Native wildlife used to help those in need
We are blessed to live in a state that is bountiful with wildlife. In turn, hunting is a popular sport, and folks show up in our forests by the droves during dedicated hunting seasons. In fact, a lot of enthusiasts plan their vacations around deer season, and rightfully so. It’s a perfect opportunity to embark upon an excursion and fellowship with friends and family in the midst of Mother Nature.
The reasons people enjoy the sport are several fold, and hunters’ intentions also vary. Some people have a sweet tooth for venison and appreciate the opportunity to partake in the natural bounties that have been bestowed upon us. There are also hunters, on the other hand, who are not so much into eating wild meat as they are into the sport.
In turn, some folks are in search of that trophy, while others are more interested in harvesting game that is more conducive to eating. Regardless of one’s drive, neither of the reasons are wrong, and it’s each and every person’s prerogative to enjoy the sport for whatever their reason might be.

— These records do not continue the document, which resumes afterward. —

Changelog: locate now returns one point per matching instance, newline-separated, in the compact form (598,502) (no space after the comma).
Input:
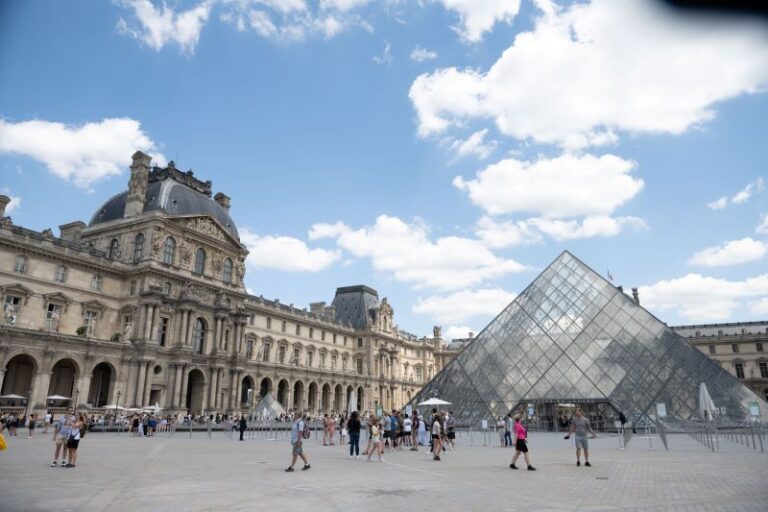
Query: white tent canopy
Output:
(706,405)
(434,401)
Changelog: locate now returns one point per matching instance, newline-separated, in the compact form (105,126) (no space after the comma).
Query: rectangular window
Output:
(52,316)
(163,330)
(11,309)
(90,321)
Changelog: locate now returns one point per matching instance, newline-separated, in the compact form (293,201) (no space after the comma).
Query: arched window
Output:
(114,249)
(200,261)
(226,272)
(138,247)
(198,336)
(169,250)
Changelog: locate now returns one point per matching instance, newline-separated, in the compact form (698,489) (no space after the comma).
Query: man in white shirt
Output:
(297,438)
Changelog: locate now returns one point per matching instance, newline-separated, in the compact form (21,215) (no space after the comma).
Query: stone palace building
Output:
(146,305)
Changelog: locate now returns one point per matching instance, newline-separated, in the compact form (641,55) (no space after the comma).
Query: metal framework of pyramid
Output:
(572,336)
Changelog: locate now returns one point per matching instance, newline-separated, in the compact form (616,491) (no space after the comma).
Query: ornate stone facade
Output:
(146,305)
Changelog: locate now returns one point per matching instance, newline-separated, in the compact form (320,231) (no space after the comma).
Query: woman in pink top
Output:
(521,445)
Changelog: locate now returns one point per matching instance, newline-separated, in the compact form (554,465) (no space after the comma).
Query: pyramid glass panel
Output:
(572,337)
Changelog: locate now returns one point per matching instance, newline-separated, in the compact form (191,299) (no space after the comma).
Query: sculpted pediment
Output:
(206,226)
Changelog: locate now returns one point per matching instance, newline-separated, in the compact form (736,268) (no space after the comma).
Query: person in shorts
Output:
(61,431)
(297,442)
(521,445)
(580,426)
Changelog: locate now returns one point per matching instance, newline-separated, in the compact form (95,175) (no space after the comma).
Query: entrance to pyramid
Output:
(556,415)
(572,338)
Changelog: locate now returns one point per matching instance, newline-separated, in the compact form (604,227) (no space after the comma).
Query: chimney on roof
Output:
(4,200)
(222,200)
(137,186)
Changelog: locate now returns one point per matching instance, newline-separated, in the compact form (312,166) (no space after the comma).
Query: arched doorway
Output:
(247,385)
(326,401)
(101,378)
(18,376)
(282,393)
(338,396)
(298,395)
(265,387)
(312,398)
(360,400)
(195,391)
(63,376)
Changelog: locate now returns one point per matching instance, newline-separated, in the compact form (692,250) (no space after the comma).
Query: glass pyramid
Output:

Regardless of one’s reasoning, there are plenty of deer to go around. In fact, it’s not beyond the realms of possibility for a hunter to harvest several deer in one season, lending to more meat than a family will devour throughout the entire year.
I’m confident all true sportsmen will agree that it is of utmost importance to not waste one of our state’s greatest natural commodities. Protein, especially meat that is untainted with growth hormones and other chemicals, is a welcomed addition to most kitchens throughout the state.
Many of us take meat for granted. But there are others who are not as fortunate. Despite our status, it’s important to remember that nobody is immune to the possibility of falling on hard times.
Let’s face it: Arkansas is not known as a wealthy state. And even though some are fortunate enough to have a nest egg, others are barely keeping their heads above the water.
In such cases, nothing more than an injury or a bout with illness is enough to send many families into an economical spiral to a point that feeding one’s family could become a struggle.
The responsibility of the hunter was relatively simple, but the activities behind the scene were noticeably more laborious. But with persistence and dedication a plan was devised and a nonprofit referred to as Arkansas Hunters Feeding the Hungry came to fruition.
It would take a small village to ensure the program proved a success. Along with a generous public, sponsors and agencies willing to help with distribution were essential. Fortunately, several local businesses, schools, and pantries recognized the value of the organization and jumped onboard. In turn, the program has proved a great means of supplying a healthy protein to those in need.
It all begins with the generosity of our fellow hunters. Upon harvesting game, they simply carry their whitetail deer and feral hogs to one of the local butchers participating in the program.
Once the meat has been processed, it is transported to local pantries throughout the county. In turn, these agencies distribute the meats to those who are most in need.
Since 2000, Arkansas Hunters Feeding the Hungry and those involved have been responsible for supplementing meals with an astonishing amount of wild meat. According to Executive Director Ronnie Ritter, donations have exceeded more than 750,000 pounds of processed meat. He explained that these bounties are responsible for an excess of 3 million servings.
Ritter said that 60,000 pounds of meat was donated throughout the state in 2015. And those reading this article may be proud to know that Garland County hunters graciously donated in the neighborhood of 10,000 pounds.
Even though the program is a nonprofit, that’s no indication they have no overhead. In fact, the organization must raise about $100,000 on an annual basis to ensure they are most effective. Of course, their sponsors are an essential element of the group’s success. But we, too, can help by adding to the fund.
Those of us who hunt and fish can simply donate $1, $5 or $10 upon the purchase of our annual license. But even those who are not hunters and anglers can chip in, as well.
When asked the most rewarding aspect of his involvement with Arkansas Hunters Feeding the Hungry, Ritter said, “Wild meat is a great protein supplement. It’s the satisfaction of knowing our native wildlife can be used to help those in need.”